This entry was written by Greg Johnson, the Associate Director of The NCAA News and Champion magazine.
Last month a 14-year-old hockey player, who had yet to attend a high school class, verbally committed to play hockey at a Division I program.
Earlier this summer, the most outstanding player of the NCAA men's volleyball championship announced he was forgoing his final year of eligibility to play professionally in South Korea.
To say these stories failed to create a ripple on the national sports scene would be a massive understatement. Yet, when similar scenarios occur in men's basketball, it is big news.
Why is that?
Does it run deeper than revenue vs. nonrevenue generating sports?
Obviously, men's basketball carries a higher profile, but the scrutiny has a "sky-is-falling" tone whenever a middle school kid makes a verbal commitment or a college player decides to leave early for the draft. We tend to lose perspective on these occasions.
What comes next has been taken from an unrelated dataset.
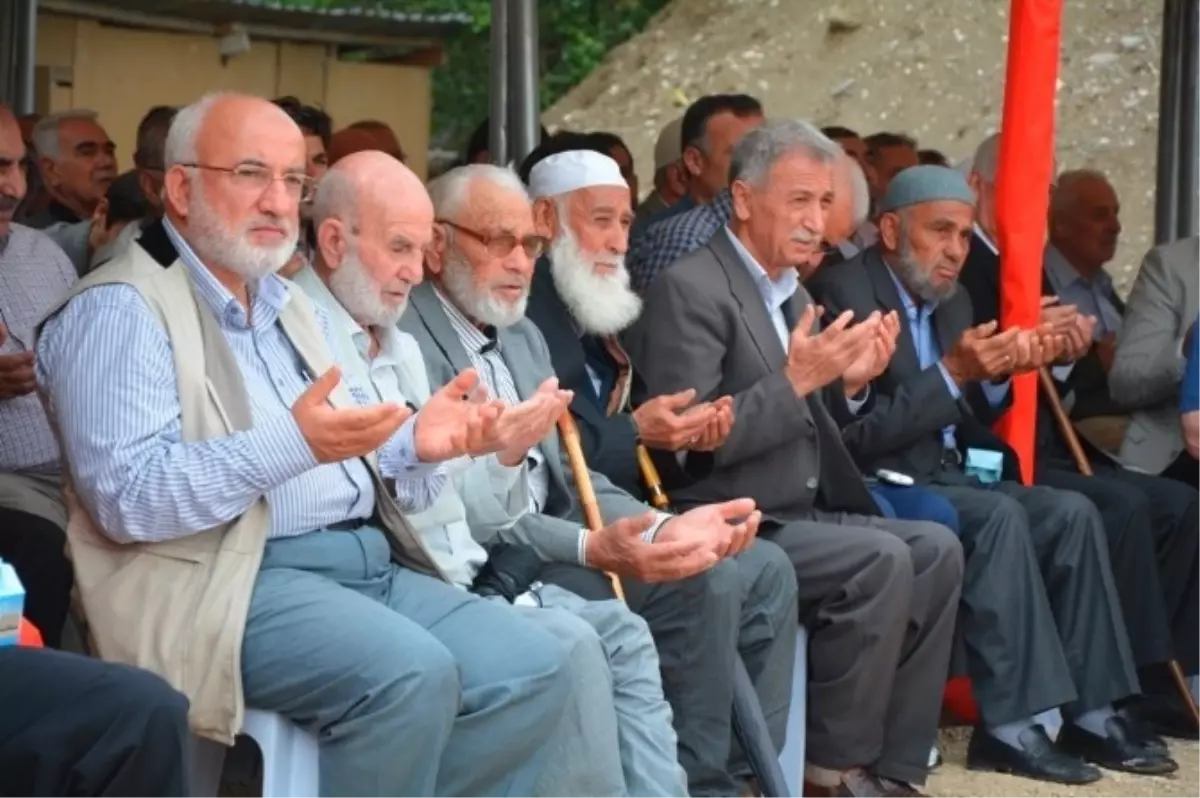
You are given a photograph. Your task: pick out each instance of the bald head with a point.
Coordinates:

Making a nonbinding verbal commitment or deciding to turn professional in a sport is up to the individual. We all live with the consequences of our choices.
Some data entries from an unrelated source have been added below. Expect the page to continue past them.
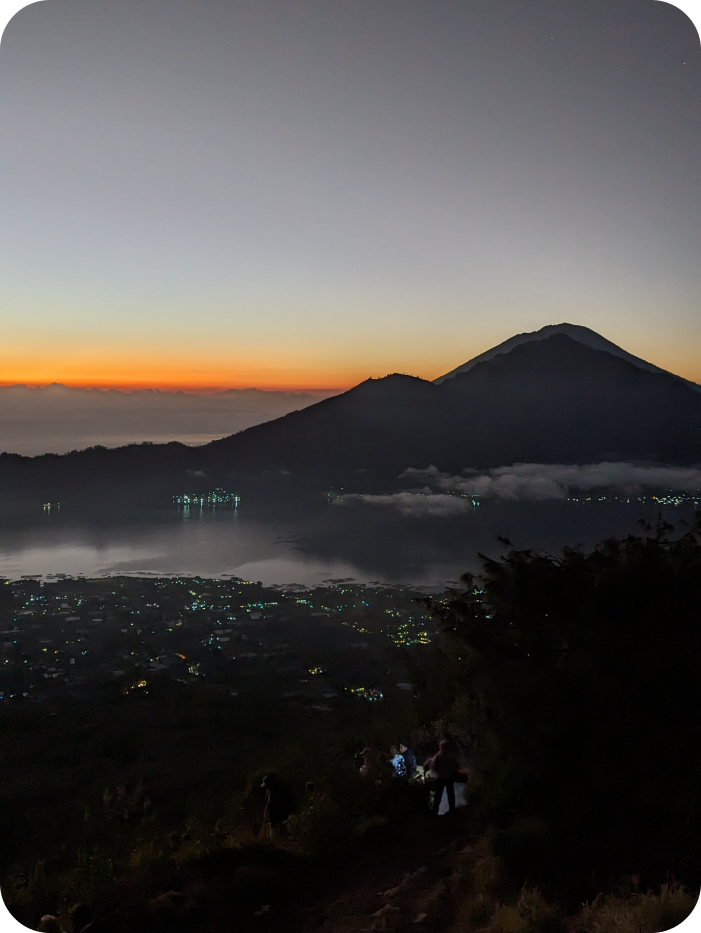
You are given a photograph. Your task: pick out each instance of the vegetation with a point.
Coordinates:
(576, 681)
(568, 683)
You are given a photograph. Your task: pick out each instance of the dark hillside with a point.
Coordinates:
(559, 401)
(550, 401)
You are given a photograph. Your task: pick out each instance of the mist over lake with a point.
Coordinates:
(304, 542)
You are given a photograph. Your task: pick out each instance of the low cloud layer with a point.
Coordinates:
(55, 418)
(443, 496)
(426, 503)
(539, 481)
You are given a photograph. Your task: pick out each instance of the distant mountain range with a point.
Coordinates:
(561, 395)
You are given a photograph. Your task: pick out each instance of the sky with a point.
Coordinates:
(302, 195)
(57, 418)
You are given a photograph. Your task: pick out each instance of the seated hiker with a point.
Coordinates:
(49, 924)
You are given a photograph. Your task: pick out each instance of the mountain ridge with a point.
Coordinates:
(554, 400)
(576, 332)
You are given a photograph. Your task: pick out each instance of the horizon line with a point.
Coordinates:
(169, 388)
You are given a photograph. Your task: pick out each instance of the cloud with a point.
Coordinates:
(56, 418)
(417, 504)
(539, 481)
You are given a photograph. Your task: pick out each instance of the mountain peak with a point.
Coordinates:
(575, 331)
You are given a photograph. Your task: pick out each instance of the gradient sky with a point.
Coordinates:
(188, 189)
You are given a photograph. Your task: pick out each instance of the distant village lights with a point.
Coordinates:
(217, 496)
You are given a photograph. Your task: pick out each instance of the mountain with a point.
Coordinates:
(576, 332)
(554, 399)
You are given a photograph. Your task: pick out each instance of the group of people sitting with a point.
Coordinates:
(439, 773)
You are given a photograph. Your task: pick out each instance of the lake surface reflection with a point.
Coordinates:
(304, 544)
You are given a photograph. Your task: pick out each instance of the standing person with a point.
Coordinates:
(397, 762)
(278, 805)
(49, 924)
(409, 759)
(444, 765)
(370, 765)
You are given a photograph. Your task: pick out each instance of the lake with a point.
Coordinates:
(306, 543)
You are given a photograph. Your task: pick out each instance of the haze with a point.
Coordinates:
(307, 194)
(56, 418)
The fact is an infinitesimal number of individuals make these decisions. But basketball, not other sports, seems to always grab the headlines or crawl across the ticker.
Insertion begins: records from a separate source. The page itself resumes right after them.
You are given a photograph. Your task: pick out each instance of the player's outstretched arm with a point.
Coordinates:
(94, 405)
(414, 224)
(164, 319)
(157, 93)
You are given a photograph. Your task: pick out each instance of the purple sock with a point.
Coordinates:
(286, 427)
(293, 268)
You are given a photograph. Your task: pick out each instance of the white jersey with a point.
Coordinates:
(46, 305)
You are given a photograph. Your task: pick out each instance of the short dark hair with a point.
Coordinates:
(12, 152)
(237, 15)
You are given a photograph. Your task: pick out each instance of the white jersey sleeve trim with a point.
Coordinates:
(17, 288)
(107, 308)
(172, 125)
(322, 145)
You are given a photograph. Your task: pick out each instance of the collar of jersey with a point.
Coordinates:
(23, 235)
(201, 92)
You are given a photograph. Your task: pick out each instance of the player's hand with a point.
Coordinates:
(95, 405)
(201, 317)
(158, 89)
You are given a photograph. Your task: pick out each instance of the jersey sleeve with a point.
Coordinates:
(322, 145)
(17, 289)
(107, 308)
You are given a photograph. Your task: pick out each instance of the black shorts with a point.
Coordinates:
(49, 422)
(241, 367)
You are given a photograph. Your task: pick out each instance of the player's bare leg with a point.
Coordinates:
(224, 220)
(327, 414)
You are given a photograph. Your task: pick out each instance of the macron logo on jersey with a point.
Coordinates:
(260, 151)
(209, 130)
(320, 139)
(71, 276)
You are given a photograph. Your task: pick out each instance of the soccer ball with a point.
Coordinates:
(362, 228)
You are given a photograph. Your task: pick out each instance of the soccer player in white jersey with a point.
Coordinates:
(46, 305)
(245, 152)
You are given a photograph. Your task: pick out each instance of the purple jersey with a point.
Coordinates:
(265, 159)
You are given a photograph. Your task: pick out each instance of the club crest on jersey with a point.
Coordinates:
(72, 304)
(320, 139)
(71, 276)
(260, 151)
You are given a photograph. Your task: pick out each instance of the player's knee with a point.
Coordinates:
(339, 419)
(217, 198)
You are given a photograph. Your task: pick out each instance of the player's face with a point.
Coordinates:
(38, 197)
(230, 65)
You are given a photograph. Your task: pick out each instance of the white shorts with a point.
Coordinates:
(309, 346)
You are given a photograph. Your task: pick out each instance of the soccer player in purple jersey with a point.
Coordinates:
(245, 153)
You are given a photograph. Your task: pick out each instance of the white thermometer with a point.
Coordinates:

The National Association of Basketball Coaches asked its membership to not accept verbal commitments from prospects before their sophomore year of high school. This is commendable stance on the issue, but the NABC can only suggest that members of their group follow this advice.
Certainly if it isn't a good idea for a 14-year-old basketball prospect to make a verbal commitment to an institution, the same should go for a hockey prospect of the same age.
No one can say for sure what a prospect's academic performance will be over the four years of high school or how the prospect's athletic skills will develop over that time.
As for those who have the opportunity to turn professional before exhausting their eligibility, more power to them. Everyone has the right to earn a living.
Still, the number of people in position to make these choices is small compared to entire endeavor.